Creating a more efficient energy system

The pace of change in the energy sector shows no signs of slowing. The power landscape will look very different in ten years’ time as new ways unfold to foster cleaner, cheaper and more reliable energy and bring renewables further to the forefront of the power sector.

As renewable power becomes more integrated with the energy system, greater consumer control over energy use and pursuit of cost efficiencies will lead to greater network decentralisation, says Ed Northam, Head of Green Investment Group in Europe.

“I expect we’ll see a substantially transformed industry in terms of both generation solutions and a decentralised model. One that draws heavily on clean power and where generation is located increasingly at the point of consumption,” says Northam.

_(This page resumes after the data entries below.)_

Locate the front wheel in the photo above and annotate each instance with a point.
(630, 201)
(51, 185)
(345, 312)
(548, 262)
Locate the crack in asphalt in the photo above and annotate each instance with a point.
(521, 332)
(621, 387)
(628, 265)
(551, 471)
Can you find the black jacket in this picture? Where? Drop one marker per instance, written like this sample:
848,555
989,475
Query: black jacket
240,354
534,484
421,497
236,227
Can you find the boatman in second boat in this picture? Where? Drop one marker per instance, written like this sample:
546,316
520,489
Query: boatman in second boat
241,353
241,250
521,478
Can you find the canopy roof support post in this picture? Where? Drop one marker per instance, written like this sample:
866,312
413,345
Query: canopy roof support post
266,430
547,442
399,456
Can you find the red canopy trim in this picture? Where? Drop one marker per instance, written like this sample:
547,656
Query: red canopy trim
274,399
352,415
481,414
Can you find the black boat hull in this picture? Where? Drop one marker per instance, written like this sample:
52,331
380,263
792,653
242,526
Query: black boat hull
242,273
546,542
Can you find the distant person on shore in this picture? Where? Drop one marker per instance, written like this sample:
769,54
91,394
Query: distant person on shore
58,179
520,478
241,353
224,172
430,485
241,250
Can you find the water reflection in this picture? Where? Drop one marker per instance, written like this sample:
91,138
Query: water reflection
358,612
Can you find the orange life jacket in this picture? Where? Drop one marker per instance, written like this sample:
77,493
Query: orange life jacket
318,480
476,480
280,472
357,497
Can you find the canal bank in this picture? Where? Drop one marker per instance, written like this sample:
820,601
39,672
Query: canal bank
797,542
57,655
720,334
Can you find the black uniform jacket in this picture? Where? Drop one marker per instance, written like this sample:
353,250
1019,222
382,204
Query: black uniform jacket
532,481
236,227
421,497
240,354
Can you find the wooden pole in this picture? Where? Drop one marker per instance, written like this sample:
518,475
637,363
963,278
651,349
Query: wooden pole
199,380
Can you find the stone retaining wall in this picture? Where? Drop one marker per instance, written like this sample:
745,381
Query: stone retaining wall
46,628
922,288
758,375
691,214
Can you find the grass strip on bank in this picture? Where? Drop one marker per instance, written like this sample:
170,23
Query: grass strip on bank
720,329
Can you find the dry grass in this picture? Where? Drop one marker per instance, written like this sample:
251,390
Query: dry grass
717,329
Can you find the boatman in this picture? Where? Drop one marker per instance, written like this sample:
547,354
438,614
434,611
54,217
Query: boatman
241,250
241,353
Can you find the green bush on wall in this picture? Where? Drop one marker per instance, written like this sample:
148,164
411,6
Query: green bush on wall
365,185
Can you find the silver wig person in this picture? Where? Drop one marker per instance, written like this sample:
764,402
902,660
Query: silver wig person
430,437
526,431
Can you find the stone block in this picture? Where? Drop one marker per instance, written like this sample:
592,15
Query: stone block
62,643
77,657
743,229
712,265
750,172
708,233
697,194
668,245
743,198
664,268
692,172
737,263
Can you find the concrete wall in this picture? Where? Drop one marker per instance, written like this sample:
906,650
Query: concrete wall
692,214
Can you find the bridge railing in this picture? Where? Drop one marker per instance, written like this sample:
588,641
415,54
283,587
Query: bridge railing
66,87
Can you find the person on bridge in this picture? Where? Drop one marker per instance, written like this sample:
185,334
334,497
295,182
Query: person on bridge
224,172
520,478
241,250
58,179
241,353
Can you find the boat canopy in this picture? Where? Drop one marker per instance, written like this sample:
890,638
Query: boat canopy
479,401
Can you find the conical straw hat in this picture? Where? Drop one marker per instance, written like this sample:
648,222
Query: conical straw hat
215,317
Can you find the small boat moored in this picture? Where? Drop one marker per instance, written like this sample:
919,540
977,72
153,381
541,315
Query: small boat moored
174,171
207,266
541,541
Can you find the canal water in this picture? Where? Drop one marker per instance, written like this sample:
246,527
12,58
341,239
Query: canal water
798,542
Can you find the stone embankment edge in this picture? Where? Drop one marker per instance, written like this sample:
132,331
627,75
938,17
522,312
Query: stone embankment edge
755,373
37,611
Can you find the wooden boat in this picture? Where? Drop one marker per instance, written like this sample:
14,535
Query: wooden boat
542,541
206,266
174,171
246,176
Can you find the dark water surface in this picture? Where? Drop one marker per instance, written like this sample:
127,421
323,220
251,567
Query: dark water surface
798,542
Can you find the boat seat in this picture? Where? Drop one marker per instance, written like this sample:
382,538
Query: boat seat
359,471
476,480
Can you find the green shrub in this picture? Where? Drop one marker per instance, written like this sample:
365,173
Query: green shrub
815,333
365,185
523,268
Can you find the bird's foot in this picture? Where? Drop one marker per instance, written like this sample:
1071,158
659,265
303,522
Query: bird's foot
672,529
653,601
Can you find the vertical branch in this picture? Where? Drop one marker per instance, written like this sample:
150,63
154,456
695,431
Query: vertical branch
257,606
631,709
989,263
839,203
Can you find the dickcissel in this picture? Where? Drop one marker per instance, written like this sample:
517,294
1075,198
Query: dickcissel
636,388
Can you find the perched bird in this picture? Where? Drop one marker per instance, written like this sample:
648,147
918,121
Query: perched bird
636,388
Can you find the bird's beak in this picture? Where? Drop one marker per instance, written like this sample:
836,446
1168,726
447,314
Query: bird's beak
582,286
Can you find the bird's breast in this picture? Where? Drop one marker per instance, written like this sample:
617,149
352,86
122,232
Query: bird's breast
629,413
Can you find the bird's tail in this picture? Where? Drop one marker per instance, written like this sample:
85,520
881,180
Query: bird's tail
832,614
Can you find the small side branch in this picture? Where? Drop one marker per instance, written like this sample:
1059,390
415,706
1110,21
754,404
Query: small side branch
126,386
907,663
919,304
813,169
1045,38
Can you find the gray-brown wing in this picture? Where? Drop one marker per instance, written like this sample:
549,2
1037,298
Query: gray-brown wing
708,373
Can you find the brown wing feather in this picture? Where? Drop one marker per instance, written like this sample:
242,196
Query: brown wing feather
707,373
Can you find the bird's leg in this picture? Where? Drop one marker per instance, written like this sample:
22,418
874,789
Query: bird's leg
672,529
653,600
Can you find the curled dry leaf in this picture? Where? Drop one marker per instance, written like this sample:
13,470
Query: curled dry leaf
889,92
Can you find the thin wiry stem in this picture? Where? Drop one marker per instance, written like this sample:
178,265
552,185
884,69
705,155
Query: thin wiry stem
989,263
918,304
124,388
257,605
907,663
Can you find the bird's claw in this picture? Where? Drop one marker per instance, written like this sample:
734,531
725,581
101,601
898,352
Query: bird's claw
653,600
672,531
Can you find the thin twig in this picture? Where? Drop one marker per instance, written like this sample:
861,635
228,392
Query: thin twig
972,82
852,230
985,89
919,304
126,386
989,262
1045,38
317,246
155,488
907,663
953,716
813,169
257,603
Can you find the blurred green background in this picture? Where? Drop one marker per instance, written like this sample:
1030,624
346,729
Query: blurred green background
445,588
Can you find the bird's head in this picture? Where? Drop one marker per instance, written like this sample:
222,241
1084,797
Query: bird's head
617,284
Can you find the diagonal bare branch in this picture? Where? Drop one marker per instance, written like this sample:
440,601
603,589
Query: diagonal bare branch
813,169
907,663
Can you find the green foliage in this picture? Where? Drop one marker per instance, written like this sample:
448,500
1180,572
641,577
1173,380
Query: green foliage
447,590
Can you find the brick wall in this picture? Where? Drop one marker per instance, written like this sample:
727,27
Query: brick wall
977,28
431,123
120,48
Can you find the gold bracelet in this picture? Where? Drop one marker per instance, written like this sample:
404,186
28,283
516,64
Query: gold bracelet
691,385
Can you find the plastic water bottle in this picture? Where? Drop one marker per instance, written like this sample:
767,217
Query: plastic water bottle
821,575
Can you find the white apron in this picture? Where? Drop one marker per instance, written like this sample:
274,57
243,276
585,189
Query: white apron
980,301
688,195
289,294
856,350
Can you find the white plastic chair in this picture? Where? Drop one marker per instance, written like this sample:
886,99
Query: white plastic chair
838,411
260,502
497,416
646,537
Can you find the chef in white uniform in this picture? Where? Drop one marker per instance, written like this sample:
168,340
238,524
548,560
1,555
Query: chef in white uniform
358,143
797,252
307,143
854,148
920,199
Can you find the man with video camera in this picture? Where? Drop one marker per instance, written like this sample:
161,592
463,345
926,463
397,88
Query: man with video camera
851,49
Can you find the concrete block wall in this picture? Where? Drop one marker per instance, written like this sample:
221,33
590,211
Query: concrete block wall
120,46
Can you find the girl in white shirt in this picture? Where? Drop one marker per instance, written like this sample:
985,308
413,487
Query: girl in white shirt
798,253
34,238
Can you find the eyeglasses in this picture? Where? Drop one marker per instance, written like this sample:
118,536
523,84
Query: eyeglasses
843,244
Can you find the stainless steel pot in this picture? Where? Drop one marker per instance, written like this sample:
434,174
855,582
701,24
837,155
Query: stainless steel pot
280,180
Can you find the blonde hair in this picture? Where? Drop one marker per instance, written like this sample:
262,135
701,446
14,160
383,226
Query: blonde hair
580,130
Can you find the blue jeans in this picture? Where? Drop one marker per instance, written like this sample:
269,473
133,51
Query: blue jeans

New demand for clean power will also stem from governments’ efforts to reduce carbon emissions in heating and transport and attract private investment to meet the scale of global energy investment required.

“The regulatory framework and tariff regime is what creates greenfield opportunities,” says Macquarie Capital’s Head of Development Capital Asia, John Jackman. “What’s important is the long-term consistency of government policy.”

As system-wide innovation in the renewable sector makes it a more reliable source of power, and one which helps individual consumers to become more energy self-sufficient, entire energy markets will become more efficient.

“Getting better at how we use energy, working out where the major load is and managing that load in a smarter manner,” says Northam. “That’s what it is all about – enhancing the efficiency of the energy system as a whole.”